3. The attempt at a solution
d^2x/dt^2+(wo^2)x=Fo cos(w+#)t/m
d^2y/dt^2+(wo^2)y=Fo sin(w+#)t/m
d^2z/dt^2+(wo^2)z=Foe^i(w+#)t/m (1)
Let Z=Ce^i(wo+#)t, plug in (1)
C=Fo/,[wo^2-(w+#)^2]

thus X= Fo cos(w+#)t/m[wo^2-(w+#)^2]
Xtr (trasient term )=Acos(wot-$)$= phase difference
After a couple of steps the final solution will blow up when limit #->0

2. Aug 12, 2017

### Dr.D

With no damping and sinusoidal excitation at the undamped natural frequency, the solution grows linearly with time. This is the reason there is no steady state.

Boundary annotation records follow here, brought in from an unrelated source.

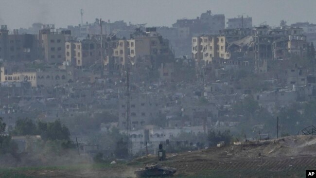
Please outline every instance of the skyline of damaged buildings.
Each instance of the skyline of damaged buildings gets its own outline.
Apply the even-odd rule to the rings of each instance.
[[[250,17],[226,20],[209,10],[172,27],[98,18],[59,29],[35,23],[9,31],[1,24],[0,117],[9,130],[25,117],[67,124],[106,112],[116,120],[97,131],[115,125],[125,132],[130,70],[136,154],[146,142],[152,152],[182,132],[236,129],[243,116],[236,117],[232,107],[247,96],[271,113],[314,97],[315,71],[298,63],[315,58],[316,25],[252,24]],[[255,84],[243,80],[255,75]],[[94,143],[76,134],[80,142]]]

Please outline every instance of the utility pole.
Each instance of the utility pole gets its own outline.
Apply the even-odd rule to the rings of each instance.
[[[279,116],[277,117],[277,139],[279,138]]]
[[[84,15],[84,10],[80,9],[80,15],[81,15],[81,25],[83,25],[83,21],[82,20],[82,16]]]
[[[103,72],[104,70],[104,64],[103,61],[103,48],[102,48],[102,19],[101,18],[100,18],[100,52],[101,56],[101,77],[103,78]]]
[[[129,66],[126,67],[126,133],[127,135],[127,148],[128,154],[130,156],[133,154],[133,145],[132,145],[132,126],[131,122],[131,111],[130,111],[130,93],[129,93]]]

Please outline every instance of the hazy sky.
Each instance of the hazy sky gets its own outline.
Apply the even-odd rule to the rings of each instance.
[[[0,24],[10,29],[37,22],[67,27],[80,23],[81,8],[84,22],[101,17],[147,26],[171,26],[177,19],[196,18],[207,10],[226,18],[248,15],[254,25],[266,21],[278,26],[281,19],[316,23],[316,0],[0,0]]]

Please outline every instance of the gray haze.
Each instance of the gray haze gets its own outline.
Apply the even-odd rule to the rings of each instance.
[[[254,25],[266,21],[277,26],[281,19],[288,24],[298,21],[316,23],[315,0],[0,0],[0,24],[9,29],[28,27],[34,22],[55,24],[57,27],[101,17],[111,21],[123,19],[147,26],[171,26],[177,19],[195,18],[211,10],[226,18],[244,14],[252,17]]]

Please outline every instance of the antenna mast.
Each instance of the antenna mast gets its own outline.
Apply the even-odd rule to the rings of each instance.
[[[130,73],[129,67],[127,66],[126,68],[126,132],[128,137],[127,139],[127,148],[128,149],[128,154],[131,156],[133,154],[133,146],[132,145],[132,140],[131,137],[132,136],[132,129],[131,129],[131,112],[130,112],[130,94],[129,93],[129,73]]]
[[[80,9],[80,14],[81,15],[81,25],[83,25],[83,22],[82,21],[82,16],[84,15],[84,10],[83,9]]]
[[[100,18],[100,52],[101,53],[101,77],[103,78],[103,71],[104,70],[104,64],[103,61],[103,49],[102,48],[102,20],[101,18]]]

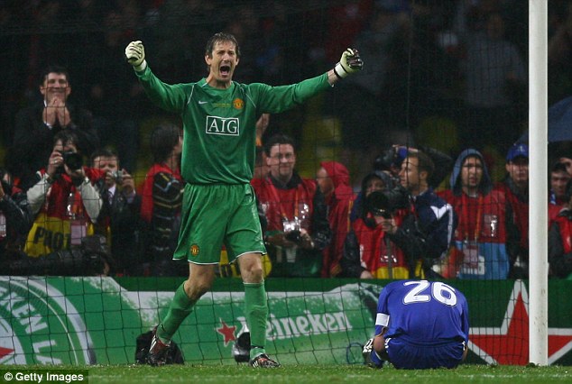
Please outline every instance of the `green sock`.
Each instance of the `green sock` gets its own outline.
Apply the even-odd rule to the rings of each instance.
[[[250,329],[250,358],[265,353],[268,305],[264,282],[244,284],[244,315]]]
[[[196,301],[189,298],[185,293],[184,285],[183,282],[175,291],[175,297],[171,302],[169,312],[160,326],[157,327],[157,337],[163,343],[171,341],[180,324],[192,312],[195,306]]]

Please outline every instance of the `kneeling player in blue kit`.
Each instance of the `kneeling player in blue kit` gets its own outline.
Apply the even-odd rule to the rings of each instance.
[[[469,321],[465,296],[439,281],[400,280],[379,296],[375,336],[364,347],[381,368],[455,368],[466,357]]]

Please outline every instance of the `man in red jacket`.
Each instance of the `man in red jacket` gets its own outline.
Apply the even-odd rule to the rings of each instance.
[[[354,203],[354,190],[346,166],[337,161],[322,161],[319,165],[316,179],[326,198],[328,221],[332,230],[332,242],[324,249],[322,278],[333,278],[341,272],[339,261],[351,226],[349,214]]]

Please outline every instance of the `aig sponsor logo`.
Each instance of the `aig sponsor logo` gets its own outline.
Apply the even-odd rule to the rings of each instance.
[[[240,135],[240,124],[236,117],[207,116],[207,134],[226,136]]]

You need to obtain the characteristic equation and look at the roots. That will get you started toward the proper results.

3. Aug 13, 2017

### vela

Staff Emeritus

4. Aug 14, 2017

### Richardbryant

Thanks for reply, i had been guessing the solution is also a trigonometric function , but it seems to be not working

5. Aug 14, 2017

### Richardbryant

The question is to find a x(t) satisfying the given condition

6. Aug 14, 2017

### vela

Staff Emeritus
Obviously, that's what the question is asking of you. What is YOUR specific question? You seem to be on the right track.

7. Aug 15, 2017

### Richardbryant

Oh, yeah i got the correct answer, but i didn't notice, thank you about that!

8. Aug 15, 2017

### vela

Staff Emeritus
Did you manage to show the system didn’t have a steady state solution?